Proteomic Analysis of Brain Tissue from Patients with Alzheimer’s disease and Healthy Controls Reveals Differential Expression of Proteins Involved in Mitochondrial Dysfunction between Brain Domains

Alzheimer’s disease (AD) is the major contributor to cognitive decline and dementia worldwide. Considering the expanding numbers of elderly in our society, studies of health and disease in the aging population is increasingly important. The brain’s high energy demand, high consumption of oxygen and dependence on components for the ATP production renders it highly reliant on mitochondria. AD patients have increased mutations in their mitochondrial DNA and impaired oxidative phosphorylation. The various domains of the brain serve diverse functions and the molecular composition is expected to vary between brain parts, however, little is known on how similar or divergent these brain domains are. The objective of this study was to characterize the proteome of brain tissue in the frontal cortex (FC) and cerebellum (CB) from AD patients compared to healthy controls (HC).

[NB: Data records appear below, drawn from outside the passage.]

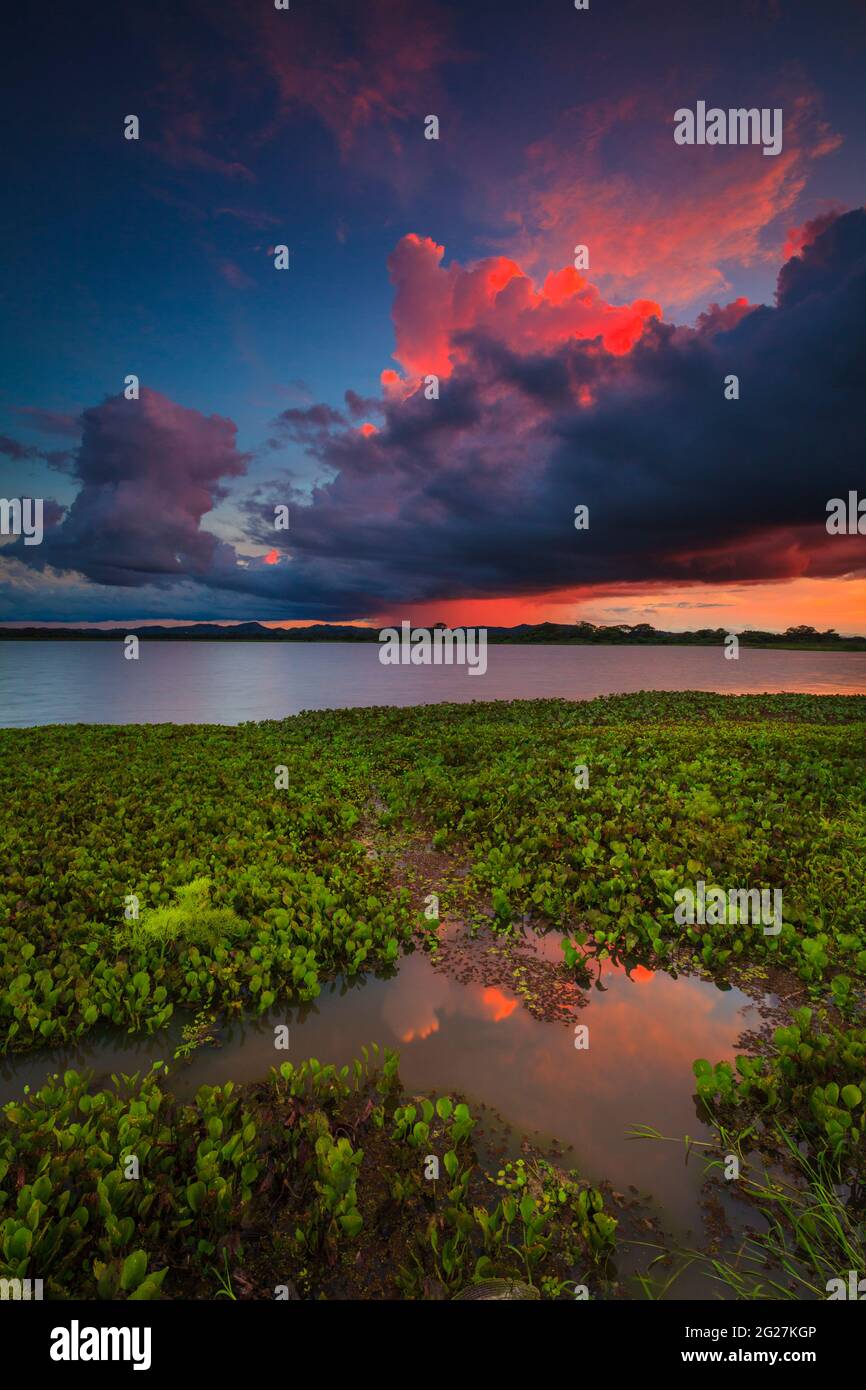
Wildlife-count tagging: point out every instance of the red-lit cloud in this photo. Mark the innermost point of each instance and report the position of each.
(434, 305)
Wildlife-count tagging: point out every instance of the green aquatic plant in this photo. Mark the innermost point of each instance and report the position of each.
(191, 919)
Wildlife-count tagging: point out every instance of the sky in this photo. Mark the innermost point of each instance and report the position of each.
(562, 380)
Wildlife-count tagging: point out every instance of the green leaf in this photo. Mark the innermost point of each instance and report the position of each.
(134, 1269)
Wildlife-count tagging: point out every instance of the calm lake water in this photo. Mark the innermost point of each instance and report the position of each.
(227, 683)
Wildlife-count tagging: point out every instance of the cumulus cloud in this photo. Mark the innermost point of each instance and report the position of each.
(473, 495)
(666, 220)
(149, 471)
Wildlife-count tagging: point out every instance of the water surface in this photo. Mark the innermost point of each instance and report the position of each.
(230, 683)
(645, 1030)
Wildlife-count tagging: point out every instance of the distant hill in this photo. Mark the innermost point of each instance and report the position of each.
(526, 634)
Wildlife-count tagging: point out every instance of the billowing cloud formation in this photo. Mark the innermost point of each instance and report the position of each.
(473, 494)
(149, 471)
(435, 307)
(665, 223)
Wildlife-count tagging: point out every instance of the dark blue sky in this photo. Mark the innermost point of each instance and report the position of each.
(306, 127)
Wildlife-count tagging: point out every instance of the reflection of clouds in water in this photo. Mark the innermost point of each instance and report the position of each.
(419, 997)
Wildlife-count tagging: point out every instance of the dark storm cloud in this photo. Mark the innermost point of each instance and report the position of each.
(149, 470)
(474, 494)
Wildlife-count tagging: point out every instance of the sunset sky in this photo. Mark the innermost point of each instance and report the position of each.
(455, 257)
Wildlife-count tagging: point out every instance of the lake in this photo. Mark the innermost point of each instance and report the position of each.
(230, 683)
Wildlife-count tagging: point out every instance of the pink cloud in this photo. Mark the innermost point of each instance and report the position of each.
(435, 303)
(670, 217)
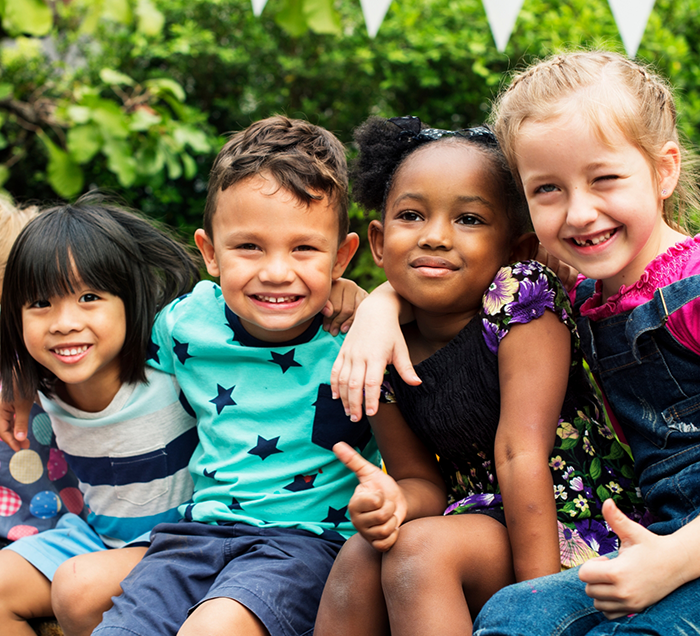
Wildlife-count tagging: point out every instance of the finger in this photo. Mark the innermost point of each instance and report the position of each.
(364, 470)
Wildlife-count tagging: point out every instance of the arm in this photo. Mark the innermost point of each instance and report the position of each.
(412, 488)
(533, 361)
(649, 566)
(340, 309)
(374, 341)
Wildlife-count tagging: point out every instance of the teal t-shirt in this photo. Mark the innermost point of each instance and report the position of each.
(265, 417)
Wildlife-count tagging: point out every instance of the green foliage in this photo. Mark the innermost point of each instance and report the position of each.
(133, 94)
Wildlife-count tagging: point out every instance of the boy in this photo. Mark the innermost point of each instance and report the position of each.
(269, 510)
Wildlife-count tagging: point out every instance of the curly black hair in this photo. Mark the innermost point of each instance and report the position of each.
(385, 144)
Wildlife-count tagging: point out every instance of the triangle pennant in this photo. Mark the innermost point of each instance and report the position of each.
(631, 17)
(374, 11)
(502, 15)
(258, 6)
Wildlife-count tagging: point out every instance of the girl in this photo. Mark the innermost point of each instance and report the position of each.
(82, 286)
(504, 394)
(612, 209)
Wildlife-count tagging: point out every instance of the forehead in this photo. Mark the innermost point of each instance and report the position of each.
(258, 204)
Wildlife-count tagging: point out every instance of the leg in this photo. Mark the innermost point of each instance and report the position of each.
(442, 570)
(222, 617)
(83, 587)
(24, 593)
(353, 601)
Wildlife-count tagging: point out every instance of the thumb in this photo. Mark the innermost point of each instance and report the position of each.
(363, 469)
(627, 530)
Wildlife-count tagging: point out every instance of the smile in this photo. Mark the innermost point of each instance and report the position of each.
(584, 242)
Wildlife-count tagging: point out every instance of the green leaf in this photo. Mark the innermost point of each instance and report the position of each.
(164, 86)
(83, 142)
(64, 174)
(32, 17)
(111, 77)
(150, 20)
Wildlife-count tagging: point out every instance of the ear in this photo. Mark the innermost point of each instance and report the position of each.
(375, 234)
(346, 251)
(668, 169)
(525, 247)
(206, 247)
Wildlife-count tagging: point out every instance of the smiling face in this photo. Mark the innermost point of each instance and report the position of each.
(597, 206)
(445, 231)
(276, 256)
(78, 337)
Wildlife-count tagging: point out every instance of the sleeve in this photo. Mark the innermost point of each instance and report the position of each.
(520, 293)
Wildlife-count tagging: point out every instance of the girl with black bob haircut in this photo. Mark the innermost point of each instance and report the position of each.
(524, 455)
(107, 247)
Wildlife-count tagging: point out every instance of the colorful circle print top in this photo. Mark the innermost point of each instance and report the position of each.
(455, 412)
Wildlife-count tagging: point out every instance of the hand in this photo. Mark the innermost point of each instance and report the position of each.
(374, 341)
(14, 423)
(647, 569)
(567, 274)
(339, 311)
(378, 507)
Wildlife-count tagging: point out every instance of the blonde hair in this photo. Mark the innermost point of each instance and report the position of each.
(12, 220)
(611, 93)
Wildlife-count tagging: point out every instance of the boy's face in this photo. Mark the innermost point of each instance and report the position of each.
(276, 257)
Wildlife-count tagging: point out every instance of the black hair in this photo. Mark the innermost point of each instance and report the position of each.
(385, 144)
(110, 249)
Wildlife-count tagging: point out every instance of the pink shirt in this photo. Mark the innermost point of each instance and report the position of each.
(680, 261)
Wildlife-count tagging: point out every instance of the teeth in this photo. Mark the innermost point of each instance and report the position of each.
(71, 352)
(594, 241)
(277, 299)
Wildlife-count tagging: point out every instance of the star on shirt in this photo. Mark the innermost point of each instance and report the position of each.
(301, 482)
(265, 447)
(285, 360)
(336, 517)
(223, 398)
(180, 350)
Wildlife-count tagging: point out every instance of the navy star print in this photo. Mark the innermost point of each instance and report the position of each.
(336, 517)
(265, 447)
(223, 398)
(285, 360)
(180, 350)
(301, 482)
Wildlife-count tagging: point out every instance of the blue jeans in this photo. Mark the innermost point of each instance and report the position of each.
(557, 605)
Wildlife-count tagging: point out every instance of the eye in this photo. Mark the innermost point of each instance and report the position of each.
(469, 219)
(546, 188)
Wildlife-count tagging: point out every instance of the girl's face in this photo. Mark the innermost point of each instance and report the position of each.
(445, 232)
(78, 337)
(596, 206)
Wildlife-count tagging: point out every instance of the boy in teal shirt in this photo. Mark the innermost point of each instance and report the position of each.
(269, 512)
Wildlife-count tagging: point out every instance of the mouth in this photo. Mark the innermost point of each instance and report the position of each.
(582, 241)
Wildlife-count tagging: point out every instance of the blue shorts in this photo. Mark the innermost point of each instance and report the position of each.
(277, 573)
(48, 549)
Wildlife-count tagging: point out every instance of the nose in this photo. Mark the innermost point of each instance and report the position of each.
(67, 316)
(581, 210)
(276, 270)
(436, 234)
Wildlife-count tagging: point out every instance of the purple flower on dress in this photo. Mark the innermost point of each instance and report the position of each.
(535, 297)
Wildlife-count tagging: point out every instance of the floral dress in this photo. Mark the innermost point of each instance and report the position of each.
(455, 412)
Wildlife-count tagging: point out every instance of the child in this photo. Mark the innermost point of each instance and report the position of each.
(592, 138)
(269, 512)
(504, 402)
(83, 283)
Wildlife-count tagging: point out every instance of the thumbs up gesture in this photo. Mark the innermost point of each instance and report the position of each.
(378, 507)
(648, 567)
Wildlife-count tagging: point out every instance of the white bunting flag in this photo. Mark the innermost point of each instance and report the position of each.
(374, 11)
(502, 15)
(258, 6)
(631, 17)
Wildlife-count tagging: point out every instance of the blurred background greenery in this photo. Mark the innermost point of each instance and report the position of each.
(137, 96)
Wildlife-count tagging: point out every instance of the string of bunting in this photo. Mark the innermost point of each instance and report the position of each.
(631, 17)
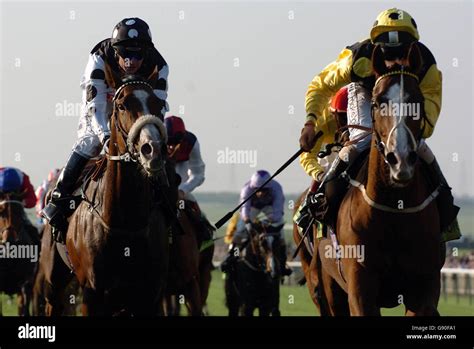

We have monitored the expression of proteins in post-mortem brain tissue from AD patients and HC by mass spectrometry. A total of 4513 proteins were identified and the analysis of the differentially abundant proteins by functional pathways provided an overview of the protein profile. The amount of differentially abundant proteins and levels of fold change were greater between brain regions than between AD and HC. Notably, this indicates that there is a more pronounced difference between FC and CB than between AD and HC. The most enriched pathways when comparing the CB and FC in both AD and HC were mitochondrial dysfunction, oxidative phosphorylation, calcium signaling pathway and dsDNA break repair. These pathways are highly interconnected and many of the differentially abundant proteins are represented in multiple pathways, with the mitochondria as the common denominator. These results suggest that the differences are greater between brain parts than between health/disease conditions, demonstrating the importance of assessing brain parts separately when providing new keys to understanding ageing and AD.